If (2) well if you have a neat proof for PvsNP that P=NP tucked away you might want to get on with submitting it and claiming your million dollar prize and possible fields medal if not other accolades or if you have many previously unpublished exact methods please publish them we're at a point where computing power could actually do the necessary calculation and that too could possibly net you a fields medal and more. Since most methods used are based on maximum likelihood, most powerful test, or some other "at least this good" type method you don't need to fear the uncertainty and without a way to map probabilistic methods to deterministic ones meaningfully and with the infeasibility of conducting a census to actually have population parameters for most studies I believe these are the best tools available for the job. If that's not good enough try developing your own methods and see how well they measure up maybe you're onto something or maybe you have no appreciation for how sophisticated these methods actually are.
If (3) well there is a difference between sensitivity and specificity. With that in mind once you've collected the data for the sample no one is stopping you from implementing a quality control method to verify the validity of each entry. Also many statistical procedures (including most implementations of ANOVA -- because really who is calculating this by hand?) automatically adjust for changes in errors and minimizing error effects. Mistakes and errors can and do happen, but no one said there aren't ways to deal with such things. Statisticians, quality control engineers, and even artificial intelligence / machine learning researchers have been happily using such methods to deal with this problem with confidence.
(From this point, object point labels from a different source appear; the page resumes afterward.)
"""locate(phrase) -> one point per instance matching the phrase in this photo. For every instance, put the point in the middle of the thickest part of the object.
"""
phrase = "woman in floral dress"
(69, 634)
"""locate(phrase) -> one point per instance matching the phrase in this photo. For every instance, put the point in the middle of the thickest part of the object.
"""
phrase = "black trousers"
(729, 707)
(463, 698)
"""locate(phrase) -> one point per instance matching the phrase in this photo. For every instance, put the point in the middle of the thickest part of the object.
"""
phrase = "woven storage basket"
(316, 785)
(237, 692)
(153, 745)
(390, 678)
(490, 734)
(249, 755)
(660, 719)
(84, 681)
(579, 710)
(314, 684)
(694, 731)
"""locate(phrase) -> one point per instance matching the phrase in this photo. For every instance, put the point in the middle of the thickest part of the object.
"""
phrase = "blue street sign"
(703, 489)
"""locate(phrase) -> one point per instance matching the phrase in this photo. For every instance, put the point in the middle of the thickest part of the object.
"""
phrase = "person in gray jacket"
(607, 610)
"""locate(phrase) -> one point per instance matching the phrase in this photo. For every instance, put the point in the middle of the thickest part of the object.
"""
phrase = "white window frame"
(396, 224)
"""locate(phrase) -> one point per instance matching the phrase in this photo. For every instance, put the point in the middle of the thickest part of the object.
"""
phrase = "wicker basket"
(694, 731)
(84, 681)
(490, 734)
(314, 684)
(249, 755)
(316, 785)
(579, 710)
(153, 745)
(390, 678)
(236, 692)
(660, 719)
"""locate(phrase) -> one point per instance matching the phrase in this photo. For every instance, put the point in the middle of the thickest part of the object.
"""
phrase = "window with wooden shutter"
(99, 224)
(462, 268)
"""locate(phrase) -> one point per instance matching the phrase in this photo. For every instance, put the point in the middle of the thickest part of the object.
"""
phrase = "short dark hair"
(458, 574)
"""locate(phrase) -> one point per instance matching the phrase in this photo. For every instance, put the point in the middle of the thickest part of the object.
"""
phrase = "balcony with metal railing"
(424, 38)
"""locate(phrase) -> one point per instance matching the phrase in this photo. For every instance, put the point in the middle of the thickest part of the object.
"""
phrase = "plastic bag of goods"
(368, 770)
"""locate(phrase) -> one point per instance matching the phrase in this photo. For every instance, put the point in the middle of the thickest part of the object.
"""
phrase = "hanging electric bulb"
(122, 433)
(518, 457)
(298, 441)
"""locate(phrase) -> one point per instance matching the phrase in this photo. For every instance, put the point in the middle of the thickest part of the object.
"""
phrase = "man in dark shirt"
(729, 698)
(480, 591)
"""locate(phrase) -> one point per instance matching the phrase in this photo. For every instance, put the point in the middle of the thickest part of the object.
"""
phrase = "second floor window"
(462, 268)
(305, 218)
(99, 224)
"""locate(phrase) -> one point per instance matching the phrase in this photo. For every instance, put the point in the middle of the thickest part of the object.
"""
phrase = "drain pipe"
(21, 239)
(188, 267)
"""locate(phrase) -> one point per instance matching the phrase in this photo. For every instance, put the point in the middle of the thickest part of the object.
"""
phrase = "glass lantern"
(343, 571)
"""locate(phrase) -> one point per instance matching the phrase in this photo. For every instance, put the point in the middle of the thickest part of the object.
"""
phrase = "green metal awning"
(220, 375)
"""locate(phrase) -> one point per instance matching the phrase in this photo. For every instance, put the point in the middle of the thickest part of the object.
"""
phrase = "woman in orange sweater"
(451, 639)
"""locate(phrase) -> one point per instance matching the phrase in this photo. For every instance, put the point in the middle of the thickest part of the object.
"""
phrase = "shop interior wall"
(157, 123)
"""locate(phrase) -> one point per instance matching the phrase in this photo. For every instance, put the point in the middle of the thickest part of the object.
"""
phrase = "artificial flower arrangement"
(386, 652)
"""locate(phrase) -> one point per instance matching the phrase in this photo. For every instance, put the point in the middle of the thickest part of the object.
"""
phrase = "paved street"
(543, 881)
So either you gravely misunderstand statistics or you're trying to fool other people for some reason. Either way you need a better statistics background badly!
(*) e.g. "Statistical tests are supposed to guide scientists in judging whether an experimental result reflects some real effect or is merely a random fluke, but the standard methods mix mutually inconsistent philosophies and offer no meaningful basis for making such decisions." -- No they aren't inconsistent or mutually inconsistent and the author
[who as a journalist and at best an undergraduate level chemist/physicist is hardly qualified to formally judge the merits of Statistical methods or their application in the sciences] shows his own misunderstanding of statistics. Stupidity such as "Statistical problems also afflict the “gold standard” for medical research, the randomized, controlled clinical trials" as if there were clinical trials before
statistics. Something akin to "damn statistics muddled my flawless clinical trial design" uhm... no
you'd have no clinical trial designs without statistics. Statistics can be misused by someone who doesn't understand the underlying model assumptions in such a ways as the article describes. The only "truth" (if such a thing even exists) in that article is that many people (who aren't statisticians) use statistics without understanding model assumptions, frequently misunderstand what type I and type II errors even are, statistical versus practical significance is not fully understood by these people, and as a result results are frequently misinterpreted. So I'd take that all to mean all scientists would benefit from having handy access to actual statisticians more than making them take a single semester course in statistical methods that leaves them hopelessly lost and unprepared to do statistical analysis. Which I can agree with, but doesn't mean the problem is with statistics, its with its use by non-statisticians.